Crescemos 2,9%. A inflação está controlada. O desemprego está caindo. Nós temos o menor desemprego dos últimos 10 anos. Numa demonstração de que as coisas estão andando, no Brasil as pessoas precisam aprender a utilizar a macroeconomia, que o mercado tanto discute através da imprensa, mas discutir a microeconomia, que é o chamado pequeno crédito para milhões de pessoas nesse país, que faz a economia funcionar.
Eu digo sempre, e vou terminar para deixar vocês perguntarem, eu digo sempre que um mundo em que poucos têm muito dinheiro, o resultado da sociedade é miséria, é analfabetismo, é prostituição, é fome, é desemprego. Mas num mundo em que todos têm um pouco, é exatamente o contrário. A sociedade vira uma sociedade de classe média, a sociedade pode consumir, a sociedade pode almoçar fora, a sociedade pode viver dignamente.
Então, esse conceito de repartição das coisas, de quem tem muito para favorecer aqueles que não têm nada, não é nem uma questão política ideológica, é uma questão bíblica. Todo mundo sabe que foi por isso que os poderosos quiseram nem que Jesus Cristo nascesse.
Então, dito isso, eu me coloco à disposição de vocês para vocês fazerem as perguntas que vocês vieram fazer aqui. Eu não sei se falta alguma coisa para falar para vocês.
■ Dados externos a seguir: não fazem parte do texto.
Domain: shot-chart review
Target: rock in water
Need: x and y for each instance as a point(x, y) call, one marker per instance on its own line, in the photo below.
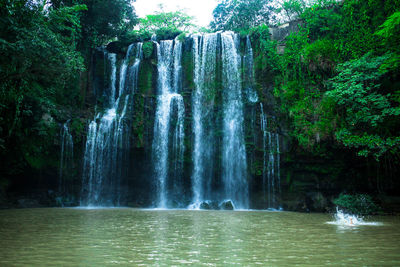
point(227, 205)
A bandeira é mais ou menos isso que eu falei pra vocês: a aliança global contra a fome e a pobreza, a questão da governança mundial, a questão da transição energética. São temas importantes que eu não sei se interessam para vocês, mas eu quero dizer que eu estou à inteira disposição.
Jornalista Chen Weihua: Bom dia, presidente. Meu nome é Chen Weihua. Sou correspondente da agência de notícias chinesa Xinhua. Nos últimos anos, a China e o Brasil realizam vários intercâmbios e trocas de experiências em áreas como a combate à fome e à redução da pobreza. E este ano marca os 50 anos de relações bilaterais entre a China e o Brasil.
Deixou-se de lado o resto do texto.